People just can’t take them seriously.

And that means they won’t vote in the numbers needed to win seats.

Last night, Sheridan’s lawyer, Aamer Anwar said:

“Mr Sheridan is being released from prison on a home visit. He is going to be with his family and that’s something he has waited a long time for. We would request that he be given his privacy.”

Earlier this month, Mr Anwar handed in a dossier to Strathclyde Police which he says contains the details of private information of individuals north of the Border accessed by the News of the World.

That evidence of possible wrongdoing doesn’t clear Tommy Sheridan.

Anwar has also called on officers to carry out an investigation to establish if any the News of the World executives lied during evidence at Sheridan’s perjury trial.

Tit for tat!

I suspect the prize is Andy Coulson, the Sheridan camp would love to get Coulson convicted and sentenced to a term in a Scottish prison.

Tom Fox, of the Scottish Prison Service handling the press for Tommy Sheridan’s release said that convicts, in this case Sheridan, are allowed home leave but have to comply with a number of conditions, which vary from prisoner to prisoner.

He added:

“People that are allowed home visits are assessed as having a low risk of reoffending and of being no danger to the public.
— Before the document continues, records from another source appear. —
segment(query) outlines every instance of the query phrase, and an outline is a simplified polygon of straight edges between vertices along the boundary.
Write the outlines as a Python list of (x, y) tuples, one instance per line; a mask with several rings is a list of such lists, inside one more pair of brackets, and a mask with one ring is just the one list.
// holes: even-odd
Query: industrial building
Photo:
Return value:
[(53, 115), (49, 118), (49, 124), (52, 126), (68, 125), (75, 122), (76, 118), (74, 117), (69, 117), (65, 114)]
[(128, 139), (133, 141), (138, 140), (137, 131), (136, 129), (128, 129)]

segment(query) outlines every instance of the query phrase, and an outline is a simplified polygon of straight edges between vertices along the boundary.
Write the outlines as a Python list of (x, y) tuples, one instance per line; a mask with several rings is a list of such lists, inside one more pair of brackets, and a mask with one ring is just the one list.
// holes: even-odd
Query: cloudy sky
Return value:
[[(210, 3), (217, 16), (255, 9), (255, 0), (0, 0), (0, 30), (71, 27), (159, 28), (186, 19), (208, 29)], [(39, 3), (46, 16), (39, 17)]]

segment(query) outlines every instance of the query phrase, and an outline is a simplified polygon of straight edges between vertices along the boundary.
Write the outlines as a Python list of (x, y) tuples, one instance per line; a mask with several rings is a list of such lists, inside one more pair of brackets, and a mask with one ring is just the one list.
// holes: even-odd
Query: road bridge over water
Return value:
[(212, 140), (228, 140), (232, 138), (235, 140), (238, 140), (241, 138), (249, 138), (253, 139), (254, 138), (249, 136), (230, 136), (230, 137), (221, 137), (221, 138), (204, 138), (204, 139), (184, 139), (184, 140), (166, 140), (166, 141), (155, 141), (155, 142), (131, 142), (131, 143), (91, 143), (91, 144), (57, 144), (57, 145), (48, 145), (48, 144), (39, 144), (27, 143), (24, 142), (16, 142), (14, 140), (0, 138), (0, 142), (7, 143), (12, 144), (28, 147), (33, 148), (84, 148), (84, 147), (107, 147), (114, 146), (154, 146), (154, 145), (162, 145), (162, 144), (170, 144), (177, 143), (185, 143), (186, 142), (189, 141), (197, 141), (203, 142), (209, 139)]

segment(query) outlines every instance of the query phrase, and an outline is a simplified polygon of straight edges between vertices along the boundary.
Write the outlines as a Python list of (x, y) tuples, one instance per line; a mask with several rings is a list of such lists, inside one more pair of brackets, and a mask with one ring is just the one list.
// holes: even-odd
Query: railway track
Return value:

The visits can last as little as a day or be as long as a week, and are all part of the process of easing someone back into the community.”

At the end of the Tommy Sheridan trial, he was sentenced to 3 years in prison, I disagreed with that sentence but understand the idea behind it.

Lying in court is a serious offence.

But Sheridan with all his faults wasn’t a danger to society.

He is doing his time and claiming innocence because when he gets out he goes back on the campaign trial.

And the narrative will possibly be he was a wrongfully convicted man.

He may think that narrative if said loud and often will convince people on the doorsteps, Tommy Sheridan stood up ‘against the man’ and went to prison for his beliefs.

If he wants to turn round his political fortunes then he can’t live in the past and live in denial.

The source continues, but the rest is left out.